4Yirminci yüzyılın ortalarında başlayan, fakat özellikle son çeyreğinde yoğunlaşan ve hâlâ devam eden paradigmatik değişmeler, eğitim sistemini değişmeye zorlamakta ve zorlamaya da devam edecek gözükmektedir. Eğitimin amacına, öğrenmenin doğasına, bilimsel bilginin değerine, okulların yapı ve işleyişine ilişkin bu değişimlerin eğitimciler tarafından anlamlandırılarak eğitimin çağdaş bir yorumunun yapılması gerekmektedir. Çünkü Bilgi Toplumu’nda egemen olan “üretim paradigması” bilgi tabanını değiştirdiği gibi eğitimli insanın tanımını ve öğrenme-öğretmeye ilişkin anlayışları da etkilemiştir.

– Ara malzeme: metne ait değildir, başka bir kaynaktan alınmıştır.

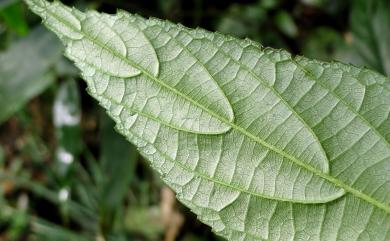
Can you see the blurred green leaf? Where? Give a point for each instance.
(137, 217)
(286, 24)
(323, 44)
(6, 3)
(44, 230)
(370, 24)
(24, 70)
(14, 18)
(269, 4)
(66, 118)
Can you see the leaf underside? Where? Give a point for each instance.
(260, 145)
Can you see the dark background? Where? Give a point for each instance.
(65, 174)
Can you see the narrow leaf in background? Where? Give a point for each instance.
(370, 24)
(35, 55)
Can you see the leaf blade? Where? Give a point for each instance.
(196, 165)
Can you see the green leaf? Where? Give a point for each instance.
(117, 160)
(308, 149)
(14, 17)
(35, 58)
(370, 24)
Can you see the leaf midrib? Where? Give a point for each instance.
(327, 177)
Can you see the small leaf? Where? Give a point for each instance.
(308, 149)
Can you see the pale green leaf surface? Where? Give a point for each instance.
(306, 156)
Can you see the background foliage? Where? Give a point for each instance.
(65, 174)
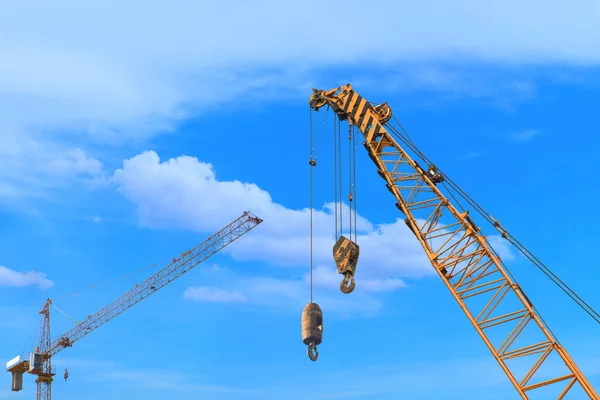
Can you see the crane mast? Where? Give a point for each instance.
(39, 362)
(460, 254)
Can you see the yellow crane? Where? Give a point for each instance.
(40, 359)
(462, 257)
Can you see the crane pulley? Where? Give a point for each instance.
(477, 278)
(39, 362)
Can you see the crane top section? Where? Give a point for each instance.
(348, 104)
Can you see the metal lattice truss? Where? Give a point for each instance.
(496, 305)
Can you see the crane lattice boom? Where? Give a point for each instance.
(459, 253)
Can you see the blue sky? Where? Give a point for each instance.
(132, 132)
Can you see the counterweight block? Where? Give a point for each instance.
(345, 255)
(312, 329)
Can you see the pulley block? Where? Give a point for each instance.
(345, 255)
(312, 329)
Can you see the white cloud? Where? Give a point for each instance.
(213, 295)
(167, 194)
(186, 193)
(10, 277)
(65, 79)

Toplumsal yapıdaki değişimler, yeni paradigmalar, her alanla birlikte bilim ve teknolojideki gelişmeler, eğitim sisteminde yeni ihtiyaçların ve arayışların oluşmasına yol açan durumlardır. Bu dönüşümün ortaya konup tartışılması gerekmektedir. Yeni paradigmalar, gelişimler, yapı ve işleyişler eğitim sisteminde topyekûn bir değişimi, yani dönüşümü zorunlu kılmaktadır.

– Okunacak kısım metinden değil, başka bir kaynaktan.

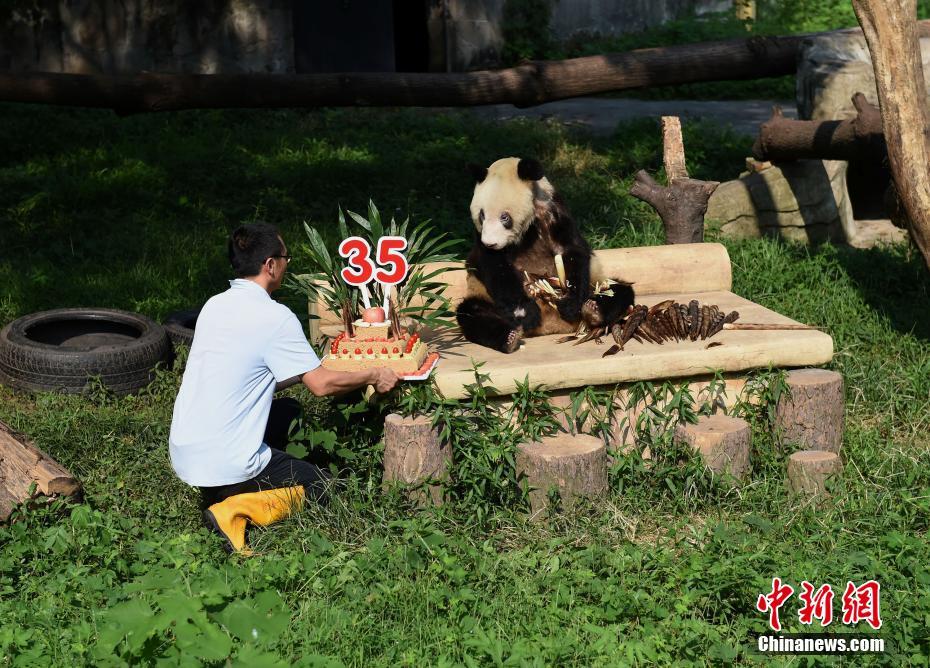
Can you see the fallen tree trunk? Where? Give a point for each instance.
(25, 470)
(858, 138)
(890, 28)
(526, 85)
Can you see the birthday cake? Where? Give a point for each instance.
(373, 341)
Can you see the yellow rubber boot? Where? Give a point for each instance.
(228, 517)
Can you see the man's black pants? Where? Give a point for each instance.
(283, 470)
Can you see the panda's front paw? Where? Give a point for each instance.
(528, 316)
(513, 340)
(570, 309)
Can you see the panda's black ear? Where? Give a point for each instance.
(529, 169)
(477, 171)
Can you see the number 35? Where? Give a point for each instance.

Sık sık eğitim sisteminin “tıkandığı”, “iflas ettiği” ve “mutlaka değiştirilmesi gerektiği” her kesimden yetkin kişiler tarafından dile getirilir. Göreve gelen bakanlar, sistemin ihtiyaçlara karşılık veremediğini, köklü değişikliklerin yapılması gerektiğini ifade etmektedirler. İş dünyası, ihtiyaç duydukları insan gücünü okulların yetiştiremeyişinden şikayet etmektedir. Akademidekilerin eğitim sisteminin de ellerini kollarını bağladıklarını sürekli söyler dururlar.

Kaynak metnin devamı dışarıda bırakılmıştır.